Maureen Tucker once said that one of her greatest regrets about her tenure in the Velvet Underground is that the band didn't record their shows, and while the live tapes that do survive of the group's performances document an extraordinary band, sadly there aren't very many of them. 1969: Velvet Underground Live, a two-record set released in 1974, is the best and most compelling (legally released) document of the band's powers in concert, but given its length (over 104 minutes), when Mercury Records reissued the set on CD in 1988, they opted to send it out as two separate single-disc albums, rather than as a two-disc set. The three long songs that open 1969: Velvet Underground Live, Vol. 2 (they were the whole of side three on the vinyl release) capture the Velvets at their most hypnotically beautiful, easing from the slow but dramatic ebb and flow of "Ocean," through the lovely melancholy of "Pale Blue Eyes," into the slow, unbearable build to manic frenzy of "Heroin." The disc's second half finds the band in more conventional but no less satisfying form, shifting back and forth between mid-tempo numbers like "Over You" and "Some Kinda Love" and charging rockers such as "White Light/White Heat" (a fine version of "I Can't Stand It" has been added for the CD issue).

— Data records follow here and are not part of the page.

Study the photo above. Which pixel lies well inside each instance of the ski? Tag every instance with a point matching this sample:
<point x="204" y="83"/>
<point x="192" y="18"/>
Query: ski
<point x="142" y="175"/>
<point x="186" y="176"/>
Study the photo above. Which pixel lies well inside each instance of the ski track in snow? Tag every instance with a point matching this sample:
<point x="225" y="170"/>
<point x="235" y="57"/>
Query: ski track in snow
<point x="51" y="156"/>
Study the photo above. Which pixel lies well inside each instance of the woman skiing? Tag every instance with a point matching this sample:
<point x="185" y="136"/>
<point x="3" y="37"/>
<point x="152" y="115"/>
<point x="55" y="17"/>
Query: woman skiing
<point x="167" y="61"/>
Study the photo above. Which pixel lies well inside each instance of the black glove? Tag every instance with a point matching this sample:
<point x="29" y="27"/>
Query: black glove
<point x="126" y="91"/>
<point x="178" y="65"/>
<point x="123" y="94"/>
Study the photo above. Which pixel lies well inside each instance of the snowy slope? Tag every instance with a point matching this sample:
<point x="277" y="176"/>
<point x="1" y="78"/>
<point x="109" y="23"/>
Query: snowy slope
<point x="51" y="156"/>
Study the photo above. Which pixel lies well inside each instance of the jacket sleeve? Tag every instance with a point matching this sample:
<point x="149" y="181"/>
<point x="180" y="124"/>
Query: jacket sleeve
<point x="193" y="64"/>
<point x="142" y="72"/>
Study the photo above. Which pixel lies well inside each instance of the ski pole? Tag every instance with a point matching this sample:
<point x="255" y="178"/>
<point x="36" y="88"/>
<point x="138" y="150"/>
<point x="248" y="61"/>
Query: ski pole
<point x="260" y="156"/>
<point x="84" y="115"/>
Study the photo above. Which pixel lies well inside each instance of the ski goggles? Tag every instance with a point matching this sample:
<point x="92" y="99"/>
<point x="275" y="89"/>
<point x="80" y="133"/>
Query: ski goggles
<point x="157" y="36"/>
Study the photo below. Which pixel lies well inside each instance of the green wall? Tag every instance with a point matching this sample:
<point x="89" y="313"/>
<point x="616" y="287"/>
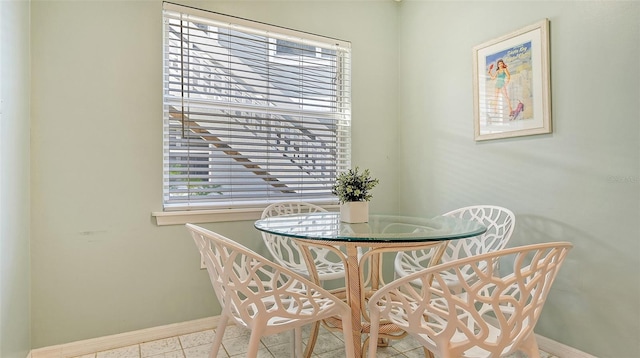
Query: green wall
<point x="100" y="264"/>
<point x="15" y="318"/>
<point x="581" y="183"/>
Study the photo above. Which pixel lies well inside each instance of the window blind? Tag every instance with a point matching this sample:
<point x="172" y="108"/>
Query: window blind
<point x="253" y="113"/>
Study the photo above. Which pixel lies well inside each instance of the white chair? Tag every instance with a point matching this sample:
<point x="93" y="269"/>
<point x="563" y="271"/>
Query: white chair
<point x="494" y="314"/>
<point x="499" y="221"/>
<point x="263" y="296"/>
<point x="288" y="254"/>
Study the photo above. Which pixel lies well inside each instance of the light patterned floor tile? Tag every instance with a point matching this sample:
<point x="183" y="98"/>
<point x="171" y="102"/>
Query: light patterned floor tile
<point x="174" y="354"/>
<point x="153" y="348"/>
<point x="197" y="338"/>
<point x="203" y="352"/>
<point x="236" y="341"/>
<point x="124" y="352"/>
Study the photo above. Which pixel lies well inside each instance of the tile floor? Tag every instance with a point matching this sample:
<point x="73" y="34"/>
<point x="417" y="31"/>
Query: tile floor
<point x="236" y="339"/>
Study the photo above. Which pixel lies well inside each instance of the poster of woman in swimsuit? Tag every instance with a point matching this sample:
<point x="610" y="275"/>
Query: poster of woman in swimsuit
<point x="511" y="84"/>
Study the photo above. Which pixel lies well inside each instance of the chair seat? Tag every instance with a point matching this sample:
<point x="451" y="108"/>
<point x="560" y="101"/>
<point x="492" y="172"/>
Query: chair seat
<point x="492" y="312"/>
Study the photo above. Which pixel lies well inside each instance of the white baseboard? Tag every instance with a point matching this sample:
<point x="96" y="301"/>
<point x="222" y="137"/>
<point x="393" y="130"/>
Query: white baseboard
<point x="87" y="346"/>
<point x="78" y="348"/>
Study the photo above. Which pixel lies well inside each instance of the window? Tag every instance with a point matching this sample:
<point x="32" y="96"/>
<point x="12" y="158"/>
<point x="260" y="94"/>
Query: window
<point x="253" y="113"/>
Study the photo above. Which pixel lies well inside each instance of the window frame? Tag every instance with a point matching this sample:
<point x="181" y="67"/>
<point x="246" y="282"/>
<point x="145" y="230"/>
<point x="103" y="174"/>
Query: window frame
<point x="208" y="213"/>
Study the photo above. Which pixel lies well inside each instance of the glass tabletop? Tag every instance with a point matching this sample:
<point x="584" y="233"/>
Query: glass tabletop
<point x="380" y="228"/>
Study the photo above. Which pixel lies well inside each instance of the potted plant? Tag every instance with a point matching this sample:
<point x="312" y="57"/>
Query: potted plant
<point x="353" y="189"/>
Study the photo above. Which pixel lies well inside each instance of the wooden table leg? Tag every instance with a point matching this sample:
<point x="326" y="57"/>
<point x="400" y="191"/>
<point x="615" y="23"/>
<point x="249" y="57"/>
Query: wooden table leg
<point x="353" y="296"/>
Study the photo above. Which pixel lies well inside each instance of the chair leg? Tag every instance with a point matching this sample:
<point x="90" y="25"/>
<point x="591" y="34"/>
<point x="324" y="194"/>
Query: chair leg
<point x="347" y="332"/>
<point x="428" y="353"/>
<point x="296" y="350"/>
<point x="217" y="341"/>
<point x="313" y="338"/>
<point x="529" y="346"/>
<point x="373" y="333"/>
<point x="254" y="343"/>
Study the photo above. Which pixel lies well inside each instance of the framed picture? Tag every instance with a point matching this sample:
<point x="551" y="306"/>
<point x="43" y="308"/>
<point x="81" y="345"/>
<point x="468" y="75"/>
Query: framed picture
<point x="511" y="92"/>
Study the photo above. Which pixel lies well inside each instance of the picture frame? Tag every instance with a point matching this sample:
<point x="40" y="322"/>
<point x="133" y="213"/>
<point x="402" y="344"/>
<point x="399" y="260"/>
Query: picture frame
<point x="511" y="84"/>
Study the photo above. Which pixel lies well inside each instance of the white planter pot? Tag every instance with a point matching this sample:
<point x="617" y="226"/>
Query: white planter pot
<point x="354" y="212"/>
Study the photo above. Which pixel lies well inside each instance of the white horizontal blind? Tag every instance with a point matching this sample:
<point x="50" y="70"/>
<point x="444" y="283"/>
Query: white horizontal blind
<point x="253" y="113"/>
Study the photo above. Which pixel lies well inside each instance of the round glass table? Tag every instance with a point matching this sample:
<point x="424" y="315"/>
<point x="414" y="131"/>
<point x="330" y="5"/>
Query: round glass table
<point x="360" y="247"/>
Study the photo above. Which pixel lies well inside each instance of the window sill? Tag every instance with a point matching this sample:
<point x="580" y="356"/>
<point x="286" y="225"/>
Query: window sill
<point x="205" y="216"/>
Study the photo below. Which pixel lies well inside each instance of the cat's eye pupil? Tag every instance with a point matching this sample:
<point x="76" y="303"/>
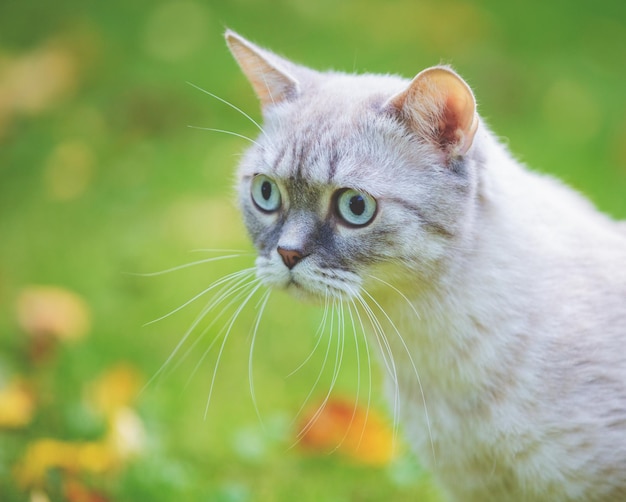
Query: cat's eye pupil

While Lou Reed's passionate vocals and guitar work are front and center throughout, the rest of the band is in equally superb form, especially Sterling Morrison, still the finest foil Reed ever had on guitar, and Maureen Tucker, whose subtle, highly musical drumming is at once minimal and superbly intelligent. If you care at all about the Velvet Underground, both volumes of 1969: Velvet Undergound Live belong in your collection, but Vol. 2 is the one to get if you want to know how much more this band could do than create bracing noise.